The injury and sickness list meant the Sharks fielded a pack of players that are normally on the bench and the knock-on effect was a bench that was seriously inexperienced compared to the hard-nosed campaigners amongst the Bulls’ replacements.

Nevertheless, it was the Sharks who took the early lead, a Jordan Hendrikse penalty after ten minutes.

After 20 minutes, the Sharks lost hooker Ethan Bester and that brought on a Westville Boys High old boy Bryce Calvert for his debut at the top level. The way this 21-year-old stood up to Springbok opposition showed that he is a star of the future.

The Sharks refused to believe they were out-gunned and after a strong surge toward the line by Manu Tshituka, Jaden Hendrikse darted over for a try under the crossbar and the Sharks were 10-0 up, against many predictions.

The Bulls rallied when a penalty was kicked to the corner, and excellent phase play ensued from the line-out, with Cobus Wiese crashing over for a seven-pointer that would have settled them down.

It did, and soon after further well-crafted phase play from a set piece propelled centre Harold Vorster over and the Bulls were in the lead at 14-10 after half an hour. That would be the half-time score.

The Bulls’ growing set piece pressure resulted in a scrum penalty for Goosen to boot over for the first points of the second half and it seemed that they would stretch away with the game but a bizarre episode resulted in a penalty try for the Sharks to draw level at 17-17.

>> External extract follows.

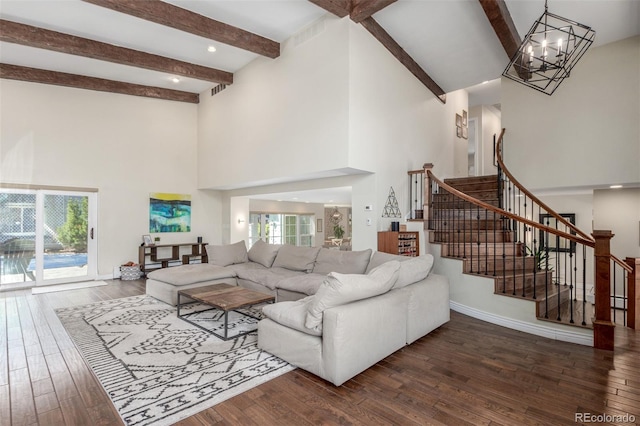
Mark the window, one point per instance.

A Hendrikse kick from deep was chased down by another Westville Old Boy, Ethan Hooker, and after he and Bulls wing Sebastian de Klerk had jousted for possession in the in-goal area, De Klerk was ruled to have prevented Hooker from scoring.

The Sharks should have taken the lead with 15 minutes to go when Hendrikse missed a sitter, by his standards but he fixed it a minute later when the Sharks won a rare scrum penalty.

Could the Sharks hold on to their 20-17 lead with ten minutes to go?

They certainly could and it was an admission of defeat from the Bulls when they chose to go for goal and not the corner for a succession of penalties. The white flag had gone up. Whenever does this happen? And Goosen missed the kicks to give the Sharks a famous win.

Scorers

Sharks (10) 20

Tries: Jaden Hendrikse, Penalty tries; Conversions: Jordan Hendrikse; Penalties: Jordan Hendrikse (2)

Bulls (14) 17

Tries: Cobus Wiese, Harold Vorster; Conversions: Johan Goosen (2); Penalty: Goosen.